The Knight News Challenge accelerates media innovation by funding breakthrough ideas in news and information. Winners receive a share of $5 million in funding and support from Knight’s network of influential peers and advisors to help advance their ideas.
Throughout 2012, innovators from all industries and countries are invited to participate in three challenge rounds, each with focused topics on emerging trends.
Round 1 - on networks - is closed, and the winners will be announced June 18.
Round 2 - on data - will be open May 31 - June 21. We’re looking for new ways of collecting, understanding, visualizing and helping the public use the large amounts of information generated each day. Winners will be announced in late September.
Details on Round 3 will available later this year.
Anyone, anywhere can apply for the challenge - whether for-profit start-ups or non-profit ventures. For more information on a variety of topics - from guidelines for for-profits, on intellectual property licensing, open source software and more - visit our FAQ.
Build an information network that connects to today’s social networks, but isn’t centralized and dependent on a company or investors.

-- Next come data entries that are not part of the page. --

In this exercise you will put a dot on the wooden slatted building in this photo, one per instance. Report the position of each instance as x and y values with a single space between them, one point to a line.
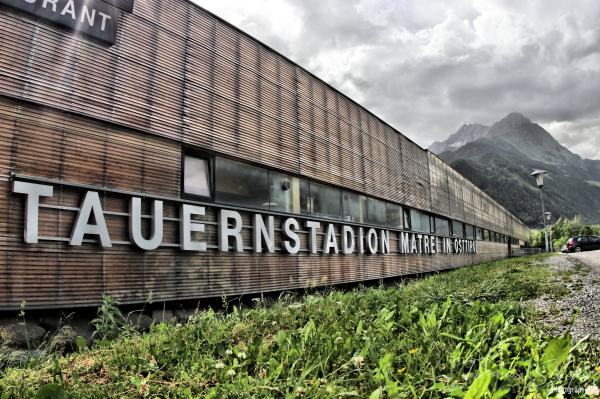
261 135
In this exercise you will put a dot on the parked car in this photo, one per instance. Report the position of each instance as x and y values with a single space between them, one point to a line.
583 243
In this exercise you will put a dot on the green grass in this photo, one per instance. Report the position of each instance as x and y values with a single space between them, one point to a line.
456 334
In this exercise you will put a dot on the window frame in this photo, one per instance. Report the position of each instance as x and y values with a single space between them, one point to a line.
211 175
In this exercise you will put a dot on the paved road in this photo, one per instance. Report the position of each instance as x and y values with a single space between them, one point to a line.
591 258
584 295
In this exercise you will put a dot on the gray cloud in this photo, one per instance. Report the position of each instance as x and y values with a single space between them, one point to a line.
426 67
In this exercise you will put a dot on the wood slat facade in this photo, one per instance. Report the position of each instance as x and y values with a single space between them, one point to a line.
78 113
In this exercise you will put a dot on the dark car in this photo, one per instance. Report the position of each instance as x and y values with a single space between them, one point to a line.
583 243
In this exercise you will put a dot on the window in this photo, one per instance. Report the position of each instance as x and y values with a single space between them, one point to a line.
325 201
442 227
305 197
419 221
376 212
241 184
196 179
406 219
394 215
458 229
284 193
469 231
354 207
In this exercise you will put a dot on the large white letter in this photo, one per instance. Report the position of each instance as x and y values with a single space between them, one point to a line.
361 241
330 241
261 231
135 224
372 241
225 216
86 14
347 240
404 242
187 227
53 2
90 206
292 235
385 242
69 8
312 235
104 18
32 203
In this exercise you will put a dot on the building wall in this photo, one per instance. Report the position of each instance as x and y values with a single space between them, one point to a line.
79 112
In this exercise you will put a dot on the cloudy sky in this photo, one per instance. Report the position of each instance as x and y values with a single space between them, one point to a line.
426 67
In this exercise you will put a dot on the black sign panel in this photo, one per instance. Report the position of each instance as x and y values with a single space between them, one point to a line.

Others from Diaspora to Singly/Locker Project are trying, but they focus on the tech first rather than a compelling user experience. We are building a great app first.
We begin by working with all the existing social networks, connecting first to Twitter, Facebook Google+ and Foursquare. From this base, we provide interesting analytics and insights, while using those connections to enable the creation of a new decentralized network behind the scenes.
We will draw people in through a compelling media site that encourages participation via our decentralized platform. We have unique experience in creating some of the most important tools and most influential sites on the social web. And we’re using that experience to build a decentralized, peer-to-peer network that powers a great media property with broad appeal — imagine if Digg or Reddit were open, decentralized and powered by a network instead of votes.
Prior attempts have tried to solve this problem based on the assumption that it is a technical challenge; We believe it to be a social one.
ThinkUp’s cofounders are Anil Dash and Gina Trapani. Most recently, they cofounded Expert Labs, which was backed by the MacArthur Foundation for more than a million dollars, and supported by the American Association for the Advancement of Science. Those initial efforts created the fundamental platform for this work, and allowed us to attract nearly two thousand developers to collaborate with us on this open source project, with almost 250 of them working directly on the code. The efforts of our initial two-person team are amplified by dozens of passionate core members of the community who are eager to contribute.
We have already built our core platform, ThinkUp, which is one of the most popular web server applications to have been created in the past few years. ThinkUp has robust abilities to connect to social networks, archive your social content, analyze the activity of you and your connections, display your data in useful dashboards, and then communicate this data to other nodes in the network. We’ve built a network with over 15,000 users, more than 5,000 software installations and nearly 15 million individual social networking accounts connected, with most having joined in just the last three months.
We will build a flagship media property on top of the ThinkUp network, which uses the insights gained to power a large, mainstream advertising-supported property. In addition, we expect affiliate and referral fees from web and cloud hosting providers to provide substantial revenues.